Le protocole de Maputo est encore trop peu appliqué

Le protocole de Maputo est encore trop peu appliqué
  • Publiéjuillet 13, 2023

Selon un rapport, les pays africains ont réalisé d’importants progrès, en matière de droits des femmes, notamment en matière de droits économiques et de protection sociale. Néanmoins, les défis restent nombreux pour réaliser les promesses du protocole de Maputo, signé en 2003.

 

Diverses organisations de la société civile publient un rapport intitulé 20 ans de Protocole de Maputo : Où en sommes-nous aujourd’hui ? L’objectif de ce bilan d’étape est d’accélérer la mise en œuvre de ce texte qui condamne explicitement les pratiques néfastes que sont, notamment, les mutilations génitales féminines, le mariage des enfants et la violence à l’égard des femmes. 

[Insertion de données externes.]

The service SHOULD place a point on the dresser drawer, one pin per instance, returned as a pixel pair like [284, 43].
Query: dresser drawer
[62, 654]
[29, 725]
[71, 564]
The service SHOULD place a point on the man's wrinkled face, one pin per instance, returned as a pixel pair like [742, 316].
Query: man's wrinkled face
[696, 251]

« Le moment est venu pour les pays de réaffirmer leurs engagements, d’accélérer leurs efforts et de déployer des ressources adéquates afin de s’assurer que les aspirations de toutes les femmes et les filles en Afrique sont réalisées. »

Le rapport résume les progrès accomplis en Afrique en vue de la ratification, la transposition en droit interne et la mise en œuvre du Protocole de Maputo, en mettant en exergue les principales réalisations et les défis à relever. « L’intégration des principes du protocole dans les systèmes juridiques permettrait aux États membres de favoriser le développement d’une culture d’égalité entre les hommes et les femmes », jugent ses promoteurs. À savoir la Coalition du Mouvement de Solidarité pour les droits des femmes africaines (SOAWR), Equality Now et Make Every Woman Count (MEWC).

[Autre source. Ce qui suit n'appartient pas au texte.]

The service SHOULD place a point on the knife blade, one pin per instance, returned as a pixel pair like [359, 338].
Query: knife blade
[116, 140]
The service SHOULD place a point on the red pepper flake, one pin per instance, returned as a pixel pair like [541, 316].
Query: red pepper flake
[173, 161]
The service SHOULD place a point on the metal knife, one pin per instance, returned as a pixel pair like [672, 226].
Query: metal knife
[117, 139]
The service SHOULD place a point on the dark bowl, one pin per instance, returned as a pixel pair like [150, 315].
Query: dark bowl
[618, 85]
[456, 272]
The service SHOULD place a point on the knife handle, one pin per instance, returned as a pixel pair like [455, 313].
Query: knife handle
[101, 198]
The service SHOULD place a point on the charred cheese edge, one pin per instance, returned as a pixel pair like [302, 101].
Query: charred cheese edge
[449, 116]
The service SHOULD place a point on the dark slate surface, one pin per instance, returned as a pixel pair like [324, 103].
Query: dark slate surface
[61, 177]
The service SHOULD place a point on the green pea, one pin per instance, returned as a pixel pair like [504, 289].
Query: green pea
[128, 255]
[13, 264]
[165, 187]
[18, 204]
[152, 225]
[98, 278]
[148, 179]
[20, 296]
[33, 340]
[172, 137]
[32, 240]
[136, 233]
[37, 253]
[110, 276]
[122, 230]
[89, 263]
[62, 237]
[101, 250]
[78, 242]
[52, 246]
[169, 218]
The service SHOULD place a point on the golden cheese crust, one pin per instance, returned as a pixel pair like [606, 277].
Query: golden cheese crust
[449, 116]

Certes, le protocole de Maputo, adopté en juillet 2003, est devenu l’un des instruments les plus ratifiés de l’Union africaine : en juin 2023, 44 des 55 États membres l’avaient soit ratifié ou y avaient adhéré, tandis que huit pays l’avaient signé mais n’y avaient pas encore adhéré. Toutefois, nous sommes encore loin de l’objectif fixé de mettre en œuvre dans leur intégralité les dispositions du protocole ; en effet certains États avaient émis des réserves visant à modifier l’effet juridique de certaines dispositions.

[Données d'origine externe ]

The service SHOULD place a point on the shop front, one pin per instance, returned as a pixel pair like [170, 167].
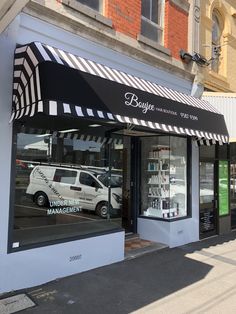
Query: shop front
[97, 151]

Cette question fait d’ailleurs débat : doit-on se contenter de ces applications avec réserves ? Oui, suggère Rainatu Sow, directrice de Make Every Woman Count : « La ratification du protocole est une étape cruciale vers la réalisation de l’égalité entre les hommes et les femmes. La ratification du protocole de Maputo envoie un message fort de l’engagement des États à protéger et à promouvoir les droits des femmes. »

 

Des progrès notables mais inégaux

Le rapport constate que seuls 19 pays ont présenté leurs rapports initiaux conformément au devoir de redevabilité prévu par le protocole, et que la plupart des rapports ont accusé des retards considérables. Dès lors, les membres de SOAWR soulignent la nécessité de renforcer les capacités des États membres en matière d’établissement des rapports, et d’améliorer la collecte et la compilation des données.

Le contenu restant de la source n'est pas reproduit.